Brazil is pushing Ukraine out of the Chinese corn market — ASAP Agri

From July to September, China imported 10-12 “panamaxes” of Brazilian corn, using part of the import quota of 7.2 million tons for 2025.
Brazil is gradually capturing all of China’s demand for imported corn, pushing Ukrainian exporters out of the market, which was one of the key ones for the Ukrainian agricultural sector a few years ago. This is reported by ASAP Agri.
“Prices for Brazilian corn for shipment in the second half of November are about 245 USD/t CIF to Chinese ports. Russia, meanwhile, is actively offering bulk shipments at about 250 USD/t CIF, gradually expanding its presence in the market,” said Atria Brokers broker Daria Marchenko.

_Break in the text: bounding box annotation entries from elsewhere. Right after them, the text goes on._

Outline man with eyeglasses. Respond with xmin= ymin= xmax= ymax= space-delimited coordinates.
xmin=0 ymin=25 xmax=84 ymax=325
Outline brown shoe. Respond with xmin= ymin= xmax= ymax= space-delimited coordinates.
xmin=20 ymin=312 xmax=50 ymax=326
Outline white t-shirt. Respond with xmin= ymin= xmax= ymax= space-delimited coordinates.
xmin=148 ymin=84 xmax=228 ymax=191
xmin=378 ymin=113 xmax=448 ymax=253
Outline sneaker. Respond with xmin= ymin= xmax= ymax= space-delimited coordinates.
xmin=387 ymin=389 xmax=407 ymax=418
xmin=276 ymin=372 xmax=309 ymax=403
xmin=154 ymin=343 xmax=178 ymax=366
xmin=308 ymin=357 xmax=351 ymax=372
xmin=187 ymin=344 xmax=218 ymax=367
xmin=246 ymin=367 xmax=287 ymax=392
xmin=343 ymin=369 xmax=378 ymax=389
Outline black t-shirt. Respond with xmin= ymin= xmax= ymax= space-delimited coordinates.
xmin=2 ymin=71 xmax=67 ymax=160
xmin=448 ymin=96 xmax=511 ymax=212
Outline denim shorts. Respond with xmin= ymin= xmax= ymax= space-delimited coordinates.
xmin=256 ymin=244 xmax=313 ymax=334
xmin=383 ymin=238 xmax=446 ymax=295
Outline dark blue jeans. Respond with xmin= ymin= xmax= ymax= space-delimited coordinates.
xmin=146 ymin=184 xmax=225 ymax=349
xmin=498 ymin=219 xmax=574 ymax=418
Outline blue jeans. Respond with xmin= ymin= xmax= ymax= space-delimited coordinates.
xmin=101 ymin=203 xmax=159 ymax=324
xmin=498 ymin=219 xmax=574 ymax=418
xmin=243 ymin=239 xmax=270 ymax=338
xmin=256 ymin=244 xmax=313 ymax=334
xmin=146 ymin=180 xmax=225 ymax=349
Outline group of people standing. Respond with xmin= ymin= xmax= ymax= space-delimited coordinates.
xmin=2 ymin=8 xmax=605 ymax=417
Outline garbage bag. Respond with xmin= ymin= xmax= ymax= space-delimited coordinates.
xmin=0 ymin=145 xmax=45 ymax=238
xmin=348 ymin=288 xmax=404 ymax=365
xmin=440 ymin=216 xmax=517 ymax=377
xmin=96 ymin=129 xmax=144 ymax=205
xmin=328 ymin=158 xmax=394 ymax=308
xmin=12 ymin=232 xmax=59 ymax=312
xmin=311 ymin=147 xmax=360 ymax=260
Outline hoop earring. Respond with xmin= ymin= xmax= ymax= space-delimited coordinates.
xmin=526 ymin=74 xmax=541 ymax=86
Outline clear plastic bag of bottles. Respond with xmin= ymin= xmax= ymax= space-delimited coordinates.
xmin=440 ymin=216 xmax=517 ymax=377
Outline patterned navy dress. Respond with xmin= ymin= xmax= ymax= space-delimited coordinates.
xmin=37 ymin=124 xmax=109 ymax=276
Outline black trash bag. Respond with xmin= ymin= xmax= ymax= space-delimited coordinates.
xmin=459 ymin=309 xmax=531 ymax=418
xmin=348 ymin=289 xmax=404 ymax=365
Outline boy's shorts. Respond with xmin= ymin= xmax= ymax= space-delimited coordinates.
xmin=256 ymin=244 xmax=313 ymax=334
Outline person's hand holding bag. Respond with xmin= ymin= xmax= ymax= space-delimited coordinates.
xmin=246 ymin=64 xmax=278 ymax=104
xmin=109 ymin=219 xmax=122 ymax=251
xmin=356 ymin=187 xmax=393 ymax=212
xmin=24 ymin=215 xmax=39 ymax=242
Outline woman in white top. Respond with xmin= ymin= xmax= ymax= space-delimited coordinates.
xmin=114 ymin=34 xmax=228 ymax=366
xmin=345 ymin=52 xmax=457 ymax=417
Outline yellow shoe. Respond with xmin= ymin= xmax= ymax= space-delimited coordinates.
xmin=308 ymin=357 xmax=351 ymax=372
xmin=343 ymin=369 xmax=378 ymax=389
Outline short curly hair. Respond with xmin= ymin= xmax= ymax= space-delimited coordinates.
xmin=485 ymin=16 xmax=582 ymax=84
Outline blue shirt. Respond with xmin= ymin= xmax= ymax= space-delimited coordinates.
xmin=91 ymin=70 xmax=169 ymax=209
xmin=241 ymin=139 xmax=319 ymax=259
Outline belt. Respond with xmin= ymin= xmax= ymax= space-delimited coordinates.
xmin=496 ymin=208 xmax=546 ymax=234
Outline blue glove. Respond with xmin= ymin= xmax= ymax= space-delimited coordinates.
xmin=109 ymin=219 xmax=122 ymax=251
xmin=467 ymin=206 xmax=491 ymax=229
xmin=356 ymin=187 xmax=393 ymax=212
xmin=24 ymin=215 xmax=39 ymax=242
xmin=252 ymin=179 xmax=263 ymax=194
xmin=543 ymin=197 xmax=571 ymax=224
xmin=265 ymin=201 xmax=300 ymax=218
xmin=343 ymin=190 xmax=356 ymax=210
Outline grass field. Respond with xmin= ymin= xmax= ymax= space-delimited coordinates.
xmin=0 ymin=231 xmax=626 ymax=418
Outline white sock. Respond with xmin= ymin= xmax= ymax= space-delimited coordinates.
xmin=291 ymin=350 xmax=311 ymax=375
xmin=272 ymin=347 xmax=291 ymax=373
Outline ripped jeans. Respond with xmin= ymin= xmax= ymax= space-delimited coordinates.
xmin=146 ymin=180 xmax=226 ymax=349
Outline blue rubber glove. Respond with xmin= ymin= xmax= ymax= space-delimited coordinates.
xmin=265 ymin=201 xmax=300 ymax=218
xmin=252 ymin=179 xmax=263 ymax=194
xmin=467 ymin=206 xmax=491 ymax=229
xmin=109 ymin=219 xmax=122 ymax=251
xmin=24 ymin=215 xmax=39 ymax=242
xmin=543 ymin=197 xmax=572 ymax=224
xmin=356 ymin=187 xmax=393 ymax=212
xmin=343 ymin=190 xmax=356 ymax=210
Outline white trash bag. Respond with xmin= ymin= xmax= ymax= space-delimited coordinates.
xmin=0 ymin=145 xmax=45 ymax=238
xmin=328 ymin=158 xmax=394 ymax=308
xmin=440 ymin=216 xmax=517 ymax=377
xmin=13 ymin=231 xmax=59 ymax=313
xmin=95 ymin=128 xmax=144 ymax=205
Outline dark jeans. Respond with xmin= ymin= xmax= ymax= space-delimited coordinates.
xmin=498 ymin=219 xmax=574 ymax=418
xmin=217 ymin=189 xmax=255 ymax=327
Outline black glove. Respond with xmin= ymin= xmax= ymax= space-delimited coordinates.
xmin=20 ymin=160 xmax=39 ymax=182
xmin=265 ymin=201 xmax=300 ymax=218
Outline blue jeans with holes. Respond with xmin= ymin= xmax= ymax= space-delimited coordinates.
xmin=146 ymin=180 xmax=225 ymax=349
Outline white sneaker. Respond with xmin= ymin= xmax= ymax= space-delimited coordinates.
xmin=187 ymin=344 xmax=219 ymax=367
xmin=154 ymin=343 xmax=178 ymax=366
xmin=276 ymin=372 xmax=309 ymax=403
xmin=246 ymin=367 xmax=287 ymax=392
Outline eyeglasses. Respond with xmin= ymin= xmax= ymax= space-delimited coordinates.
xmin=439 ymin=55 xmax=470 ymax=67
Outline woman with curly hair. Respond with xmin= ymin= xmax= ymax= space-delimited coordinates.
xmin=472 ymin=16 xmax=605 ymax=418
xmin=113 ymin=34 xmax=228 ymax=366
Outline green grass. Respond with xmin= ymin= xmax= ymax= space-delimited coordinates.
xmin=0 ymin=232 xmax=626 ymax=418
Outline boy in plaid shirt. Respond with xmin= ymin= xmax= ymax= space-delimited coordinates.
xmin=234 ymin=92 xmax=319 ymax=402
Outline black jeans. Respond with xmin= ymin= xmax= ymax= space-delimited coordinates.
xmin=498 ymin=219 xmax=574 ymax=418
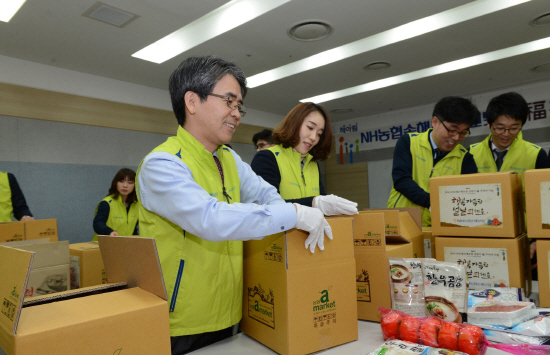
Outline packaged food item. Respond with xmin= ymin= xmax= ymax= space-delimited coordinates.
xmin=389 ymin=258 xmax=435 ymax=317
xmin=468 ymin=301 xmax=539 ymax=328
xmin=368 ymin=340 xmax=466 ymax=355
xmin=468 ymin=287 xmax=534 ymax=307
xmin=422 ymin=260 xmax=468 ymax=323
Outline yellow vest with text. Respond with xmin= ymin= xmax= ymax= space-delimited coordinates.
xmin=268 ymin=144 xmax=321 ymax=200
xmin=470 ymin=131 xmax=541 ymax=190
xmin=0 ymin=171 xmax=13 ymax=222
xmin=387 ymin=129 xmax=467 ymax=226
xmin=136 ymin=126 xmax=243 ymax=336
xmin=92 ymin=195 xmax=140 ymax=240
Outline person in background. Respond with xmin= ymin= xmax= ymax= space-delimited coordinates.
xmin=470 ymin=92 xmax=550 ymax=280
xmin=251 ymin=102 xmax=357 ymax=216
xmin=387 ymin=96 xmax=479 ymax=226
xmin=93 ymin=168 xmax=139 ymax=240
xmin=0 ymin=171 xmax=34 ymax=222
xmin=252 ymin=128 xmax=273 ymax=152
xmin=136 ymin=56 xmax=332 ymax=355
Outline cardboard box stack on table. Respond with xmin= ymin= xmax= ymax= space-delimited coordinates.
xmin=0 ymin=236 xmax=171 ymax=355
xmin=241 ymin=217 xmax=358 ymax=355
xmin=524 ymin=169 xmax=550 ymax=307
xmin=430 ymin=172 xmax=531 ymax=294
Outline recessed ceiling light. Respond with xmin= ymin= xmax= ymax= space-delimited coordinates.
xmin=363 ymin=62 xmax=391 ymax=70
xmin=247 ymin=0 xmax=530 ymax=88
xmin=531 ymin=63 xmax=550 ymax=72
xmin=0 ymin=0 xmax=26 ymax=22
xmin=287 ymin=20 xmax=332 ymax=42
xmin=529 ymin=12 xmax=550 ymax=27
xmin=300 ymin=37 xmax=550 ymax=103
xmin=132 ymin=0 xmax=290 ymax=64
xmin=330 ymin=108 xmax=353 ymax=115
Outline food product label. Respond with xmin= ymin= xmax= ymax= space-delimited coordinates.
xmin=540 ymin=181 xmax=550 ymax=229
xmin=439 ymin=184 xmax=503 ymax=228
xmin=444 ymin=247 xmax=510 ymax=290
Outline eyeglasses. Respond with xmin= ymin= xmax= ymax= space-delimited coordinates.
xmin=208 ymin=94 xmax=246 ymax=117
xmin=491 ymin=126 xmax=521 ymax=135
xmin=436 ymin=116 xmax=470 ymax=138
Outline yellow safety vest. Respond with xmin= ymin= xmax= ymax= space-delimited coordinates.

At the same time, Ukrainian suppliers remain uncompetitive in terms of price: offers for November are 213 USD/t FOB, plus freight of 46–47 USD/t to South China — a total of about 259 USD/t CIF, which is 10–15 dollars more expensive than Brazilian deliveries.
The situation is not better for January shipments: Brazilian contracts are valued at 248 USD/t CIF, while Ukrainian ones are about 258 USD/t CIF. Even container deliveries, which are 10 dollars cheaper, do not provide a competitive advantage.
“Ukraine has now effectively dropped out of the Chinese corn market. Only if domestic prices decrease at the end of the year may a narrow window of opportunity for a few deliveries appear — but this will be more of an exception,” the expert explained.
At the same time, China is actively buying up its own grain, keeping import demand at a low level. This policy, together with Brazil’s price advantage, threatens even the minimal presence of Ukrainian suppliers in the Asian market.
As USM wrote, in October the main buyers of Ukrainian corn were Italy, Turkey, and Korea.